Secondly, the association between renal dysfunction and metabolic disorders emphasizes the need to develop better preventive measures to control diabetes and hypertension.
Thirdly, the findings that infections are the most common cause of renal injury in this study emphasize the need to develop better infection control practices to reduce the burden of renal dysfunction in the patient population.
Limitations
However, this study has several limitations. First and foremost, the small sample size and the fact that this was a single-center study may limit the generalizability of the results.
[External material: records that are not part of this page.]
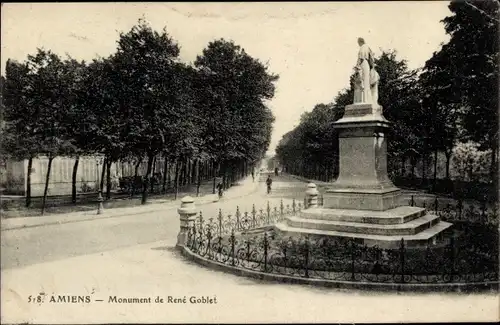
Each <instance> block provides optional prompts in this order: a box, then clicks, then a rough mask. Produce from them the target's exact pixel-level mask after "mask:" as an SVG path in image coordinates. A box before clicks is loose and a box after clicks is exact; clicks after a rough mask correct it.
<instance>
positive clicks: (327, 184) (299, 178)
mask: <svg viewBox="0 0 500 325" xmlns="http://www.w3.org/2000/svg"><path fill="white" fill-rule="evenodd" d="M283 174H284V175H287V176H290V177H292V178H295V179H298V180H299V181H302V182H305V183H314V184H316V185H320V186H327V185H331V184H332V183H329V182H323V181H318V180H315V179H308V178H305V177H302V176H297V175H293V174H287V173H283Z"/></svg>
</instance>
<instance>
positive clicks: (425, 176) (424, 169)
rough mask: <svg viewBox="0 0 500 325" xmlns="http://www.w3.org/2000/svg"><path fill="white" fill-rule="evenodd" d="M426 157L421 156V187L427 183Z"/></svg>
mask: <svg viewBox="0 0 500 325" xmlns="http://www.w3.org/2000/svg"><path fill="white" fill-rule="evenodd" d="M426 158H427V157H426V156H425V155H423V156H422V185H425V184H426V181H427V159H426Z"/></svg>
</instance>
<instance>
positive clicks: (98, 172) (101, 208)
mask: <svg viewBox="0 0 500 325" xmlns="http://www.w3.org/2000/svg"><path fill="white" fill-rule="evenodd" d="M99 165H102V157H97V158H96V166H97V183H96V185H97V192H98V194H97V214H102V212H103V210H104V205H103V203H102V202H103V201H104V199H103V198H102V192H101V182H100V177H99Z"/></svg>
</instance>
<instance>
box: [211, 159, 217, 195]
mask: <svg viewBox="0 0 500 325" xmlns="http://www.w3.org/2000/svg"><path fill="white" fill-rule="evenodd" d="M215 175H216V170H215V164H214V163H212V177H213V178H214V186H213V191H212V194H215V185H216V184H215V182H216V178H217V177H215Z"/></svg>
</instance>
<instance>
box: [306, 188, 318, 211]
mask: <svg viewBox="0 0 500 325" xmlns="http://www.w3.org/2000/svg"><path fill="white" fill-rule="evenodd" d="M318 194H319V192H318V189H317V187H316V184H314V183H309V184H307V190H306V204H304V209H310V208H317V207H318Z"/></svg>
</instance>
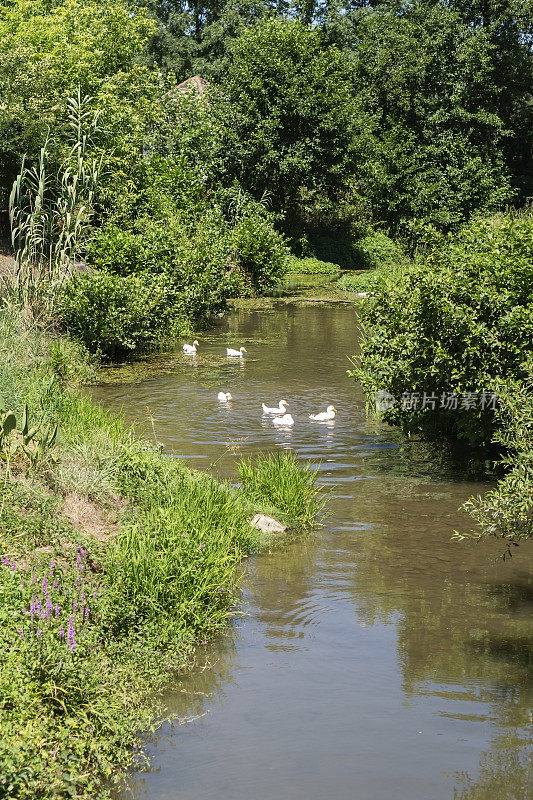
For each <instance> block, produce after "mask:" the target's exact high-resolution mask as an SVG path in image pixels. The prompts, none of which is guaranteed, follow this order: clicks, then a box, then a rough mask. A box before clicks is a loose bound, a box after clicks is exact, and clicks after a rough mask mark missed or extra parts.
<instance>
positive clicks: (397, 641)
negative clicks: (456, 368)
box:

Moreover, the cross-sectional nature of the analysis does not allow us to assess the long-term outcomes such as the return of kidney function and the development of end-stage kidney disease.
Future Directions
More studies are needed in the future, including larger numbers of participants, to better understand the epidemiology of renal dysfunction in India. Longitudinal studies are needed to better understand the outcome of dialysis, mortality, and improvement of kidney function in the context of this disease.
Conclusion of Discussion
In conclusion, the present study has shown that renal dysfunction is a significant clinical problem among hospitalized patients, with acute kidney injury being the most common cause of renal dysfunction in the study population. Infections, dehydration, and metabolic disorders were the main aetiological factors for renal dysfunction in the study population.
CONCLUSION
Renal dysfunction is a clinical problem of great concern in hospitalized patients. In the study, acute kidney injury was found to be the most common cause of renal dysfunction, followed by acute on chronic kidney disease, and then chronic kidney disease. Infections, particularly gastrointestinal and urinary tract infections, are important causes of acute kidney injury. Diabetes mellitus was found to be the most common cause of chronic kidney disease.
The risk factors of renal dysfunction, such as diabetes mellitus, hypertension, infections, etc., need to be addressed at an early stage to reduce the burden of renal dysfunction. The newer strategies in the screening and prevention of this condition might help in the delay of progression of chronic kidney disease to end-stage renal disease.
More multicentric studies with a large sample size are required to know more about the epidemiology of this condition and its clinical course in Indian patients.